Nick Herbert (Arundel and South Downs) (Con): I am so pleased that my hon. Friend will not give in and that she is determined to press this matter. May I tell her about one of my constituents, whose son’s story is a testament to why this measure is needed? I refer to Mrs. Christine Gilliam’s son, Luke, who was not diagnosed with Asperger’s syndrome until he was 10—a late diagnosis. Mrs. Gilliam had to fight for her son’s statement of special educational needs, as so many parents have to do. He had to be accommodated in a mainstream school and was constantly bullied. There was a lack of support for his transition to adulthood and he ended up in Feltham young offenders institute. Mrs Gilliam wrote to me saying:

Is that not why the Bill is so necessary?

Mrs. Gillan: I entirely agree with my hon. Friend. That is another example that must be familiar to many of us as constituency Members.

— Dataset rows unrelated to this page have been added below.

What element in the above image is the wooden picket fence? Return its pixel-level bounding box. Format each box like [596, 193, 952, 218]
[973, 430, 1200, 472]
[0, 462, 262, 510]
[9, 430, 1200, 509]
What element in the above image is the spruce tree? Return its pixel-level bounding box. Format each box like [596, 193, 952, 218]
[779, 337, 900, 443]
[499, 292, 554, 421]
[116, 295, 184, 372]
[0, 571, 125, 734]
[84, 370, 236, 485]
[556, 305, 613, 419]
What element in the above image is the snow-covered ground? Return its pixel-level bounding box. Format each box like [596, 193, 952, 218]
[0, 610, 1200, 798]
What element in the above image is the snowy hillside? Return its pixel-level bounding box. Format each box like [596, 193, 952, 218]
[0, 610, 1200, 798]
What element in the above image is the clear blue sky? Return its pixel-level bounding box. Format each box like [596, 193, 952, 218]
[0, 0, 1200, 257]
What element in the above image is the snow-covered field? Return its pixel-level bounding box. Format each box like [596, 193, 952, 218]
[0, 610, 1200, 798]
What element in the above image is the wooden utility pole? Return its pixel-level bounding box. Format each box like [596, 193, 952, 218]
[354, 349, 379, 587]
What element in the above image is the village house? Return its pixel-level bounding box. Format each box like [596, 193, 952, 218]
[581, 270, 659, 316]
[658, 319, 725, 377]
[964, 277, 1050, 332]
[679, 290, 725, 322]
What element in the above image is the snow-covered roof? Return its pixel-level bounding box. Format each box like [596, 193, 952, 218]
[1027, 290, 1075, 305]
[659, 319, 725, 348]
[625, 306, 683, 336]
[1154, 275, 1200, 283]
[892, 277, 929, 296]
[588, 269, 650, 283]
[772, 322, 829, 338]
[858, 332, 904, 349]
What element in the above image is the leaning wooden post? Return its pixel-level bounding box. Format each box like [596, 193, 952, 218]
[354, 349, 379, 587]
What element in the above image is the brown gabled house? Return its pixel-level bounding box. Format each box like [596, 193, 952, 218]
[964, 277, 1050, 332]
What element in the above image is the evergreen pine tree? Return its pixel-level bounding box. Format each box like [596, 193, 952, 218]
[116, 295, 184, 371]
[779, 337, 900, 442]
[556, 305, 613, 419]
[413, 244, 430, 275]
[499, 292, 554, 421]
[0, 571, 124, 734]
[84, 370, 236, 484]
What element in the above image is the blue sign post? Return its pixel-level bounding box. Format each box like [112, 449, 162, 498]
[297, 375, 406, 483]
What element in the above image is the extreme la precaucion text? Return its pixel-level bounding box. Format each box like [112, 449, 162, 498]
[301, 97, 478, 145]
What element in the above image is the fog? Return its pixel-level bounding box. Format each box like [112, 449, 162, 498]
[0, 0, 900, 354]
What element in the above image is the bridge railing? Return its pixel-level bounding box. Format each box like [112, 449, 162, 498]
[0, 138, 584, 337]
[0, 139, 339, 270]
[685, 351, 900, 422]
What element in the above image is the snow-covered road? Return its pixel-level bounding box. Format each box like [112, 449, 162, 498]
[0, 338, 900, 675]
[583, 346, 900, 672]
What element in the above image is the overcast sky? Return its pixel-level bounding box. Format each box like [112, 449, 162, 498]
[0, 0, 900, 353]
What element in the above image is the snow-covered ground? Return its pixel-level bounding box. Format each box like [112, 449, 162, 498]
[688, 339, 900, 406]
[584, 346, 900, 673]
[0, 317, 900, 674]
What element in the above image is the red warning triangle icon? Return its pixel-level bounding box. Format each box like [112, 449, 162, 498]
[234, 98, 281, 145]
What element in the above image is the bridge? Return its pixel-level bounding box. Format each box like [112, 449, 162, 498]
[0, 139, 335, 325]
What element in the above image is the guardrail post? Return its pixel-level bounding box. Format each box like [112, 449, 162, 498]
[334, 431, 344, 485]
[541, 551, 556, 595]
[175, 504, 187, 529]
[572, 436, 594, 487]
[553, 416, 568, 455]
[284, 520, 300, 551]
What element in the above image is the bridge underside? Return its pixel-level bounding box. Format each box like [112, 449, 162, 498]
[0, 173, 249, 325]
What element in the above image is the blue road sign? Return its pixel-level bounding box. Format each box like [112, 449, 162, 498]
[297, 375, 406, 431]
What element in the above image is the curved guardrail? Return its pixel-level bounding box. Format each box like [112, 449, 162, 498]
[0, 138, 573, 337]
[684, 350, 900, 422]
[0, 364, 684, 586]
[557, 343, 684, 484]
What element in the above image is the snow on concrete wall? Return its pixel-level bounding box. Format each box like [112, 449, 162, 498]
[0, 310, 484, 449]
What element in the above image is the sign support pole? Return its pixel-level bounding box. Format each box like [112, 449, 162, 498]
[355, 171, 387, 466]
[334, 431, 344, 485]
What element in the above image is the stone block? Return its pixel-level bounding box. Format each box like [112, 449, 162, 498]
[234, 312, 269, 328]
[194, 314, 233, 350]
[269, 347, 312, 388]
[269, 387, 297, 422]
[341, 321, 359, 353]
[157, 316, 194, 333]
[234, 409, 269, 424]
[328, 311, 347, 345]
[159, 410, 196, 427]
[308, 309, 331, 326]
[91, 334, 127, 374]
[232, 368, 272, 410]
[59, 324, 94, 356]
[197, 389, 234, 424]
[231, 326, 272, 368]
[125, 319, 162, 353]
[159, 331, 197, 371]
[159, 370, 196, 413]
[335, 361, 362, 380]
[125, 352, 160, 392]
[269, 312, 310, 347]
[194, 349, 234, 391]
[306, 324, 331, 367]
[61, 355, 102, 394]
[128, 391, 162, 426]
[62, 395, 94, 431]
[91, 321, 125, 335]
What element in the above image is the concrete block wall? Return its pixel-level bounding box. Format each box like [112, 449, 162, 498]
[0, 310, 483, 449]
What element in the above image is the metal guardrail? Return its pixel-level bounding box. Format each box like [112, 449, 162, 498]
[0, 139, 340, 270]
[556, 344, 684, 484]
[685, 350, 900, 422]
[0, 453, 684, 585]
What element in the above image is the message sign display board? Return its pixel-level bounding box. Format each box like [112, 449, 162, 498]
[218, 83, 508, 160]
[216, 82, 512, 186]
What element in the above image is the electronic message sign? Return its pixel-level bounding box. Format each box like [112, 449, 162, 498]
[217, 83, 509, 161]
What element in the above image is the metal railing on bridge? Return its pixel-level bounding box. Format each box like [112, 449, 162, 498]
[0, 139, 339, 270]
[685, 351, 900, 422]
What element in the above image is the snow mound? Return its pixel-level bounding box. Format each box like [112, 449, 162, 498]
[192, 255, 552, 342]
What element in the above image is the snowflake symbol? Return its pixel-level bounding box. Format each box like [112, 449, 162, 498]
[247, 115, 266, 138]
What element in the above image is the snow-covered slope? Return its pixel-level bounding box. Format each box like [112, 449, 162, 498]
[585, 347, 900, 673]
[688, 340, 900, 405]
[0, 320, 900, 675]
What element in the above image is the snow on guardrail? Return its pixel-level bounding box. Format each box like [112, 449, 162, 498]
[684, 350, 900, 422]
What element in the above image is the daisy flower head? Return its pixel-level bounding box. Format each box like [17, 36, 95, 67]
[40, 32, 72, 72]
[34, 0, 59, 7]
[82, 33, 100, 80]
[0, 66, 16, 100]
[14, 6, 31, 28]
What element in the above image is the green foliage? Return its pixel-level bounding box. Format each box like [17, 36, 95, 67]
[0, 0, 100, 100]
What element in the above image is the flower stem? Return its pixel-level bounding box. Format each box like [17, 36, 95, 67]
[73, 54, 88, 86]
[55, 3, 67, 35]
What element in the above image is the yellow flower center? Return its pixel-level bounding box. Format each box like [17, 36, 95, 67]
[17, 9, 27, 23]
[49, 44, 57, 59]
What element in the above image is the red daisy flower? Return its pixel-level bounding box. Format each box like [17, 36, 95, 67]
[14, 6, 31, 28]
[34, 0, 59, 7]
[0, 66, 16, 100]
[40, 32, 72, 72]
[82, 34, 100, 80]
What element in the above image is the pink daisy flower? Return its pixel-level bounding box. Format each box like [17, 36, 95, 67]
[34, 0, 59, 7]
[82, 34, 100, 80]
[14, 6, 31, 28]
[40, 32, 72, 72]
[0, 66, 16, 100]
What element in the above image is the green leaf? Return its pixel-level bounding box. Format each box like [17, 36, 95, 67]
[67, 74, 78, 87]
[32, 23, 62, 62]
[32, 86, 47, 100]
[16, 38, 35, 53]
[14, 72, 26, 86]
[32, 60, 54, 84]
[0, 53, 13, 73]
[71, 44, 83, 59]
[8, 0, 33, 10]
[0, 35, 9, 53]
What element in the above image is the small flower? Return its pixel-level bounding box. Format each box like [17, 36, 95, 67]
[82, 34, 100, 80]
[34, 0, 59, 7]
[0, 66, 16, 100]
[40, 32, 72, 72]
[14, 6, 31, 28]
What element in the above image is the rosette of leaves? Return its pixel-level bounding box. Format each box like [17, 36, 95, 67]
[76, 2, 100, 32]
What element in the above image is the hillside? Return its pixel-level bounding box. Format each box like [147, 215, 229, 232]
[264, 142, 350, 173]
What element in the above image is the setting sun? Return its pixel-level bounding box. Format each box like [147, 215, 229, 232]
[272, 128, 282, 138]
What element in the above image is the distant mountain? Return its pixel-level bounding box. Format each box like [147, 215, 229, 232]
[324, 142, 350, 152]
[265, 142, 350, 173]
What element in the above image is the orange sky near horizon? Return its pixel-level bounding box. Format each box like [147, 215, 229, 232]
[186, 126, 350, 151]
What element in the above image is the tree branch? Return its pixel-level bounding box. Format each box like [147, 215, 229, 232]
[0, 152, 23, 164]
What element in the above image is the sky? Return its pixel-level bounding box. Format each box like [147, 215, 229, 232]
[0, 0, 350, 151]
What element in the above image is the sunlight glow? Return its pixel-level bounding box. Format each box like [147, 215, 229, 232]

I hope that I have been generous in giving way to as many Members possible; that I have been able to give the House the flavour of the Bill, which is all that can be done on Second Reading; and that if the Minister chooses to speak, he will reiterate the promises that he has made outside the House so that we can, in this instance, have our cake and eat it. He has said that he will deliver without the Bill, but our ability to discuss it in detail today can only add to the body of knowledge in his Department and the Department for Children, Schools and Families.

I am delighted that so many Members have responded so positively. Again, that is nothing to do with me. It is a tribute to the organisations that have worked so tirelessly, and to the many colleagues who have worked tirelessly in the House. I also thank the staff in my office. A private Member’s Bill means an awful lot of strain and extra work for staff who are already overburdened with e-mails, letters and constituency work, and my staff are to be commended for the way in which they have stepped up to the plate.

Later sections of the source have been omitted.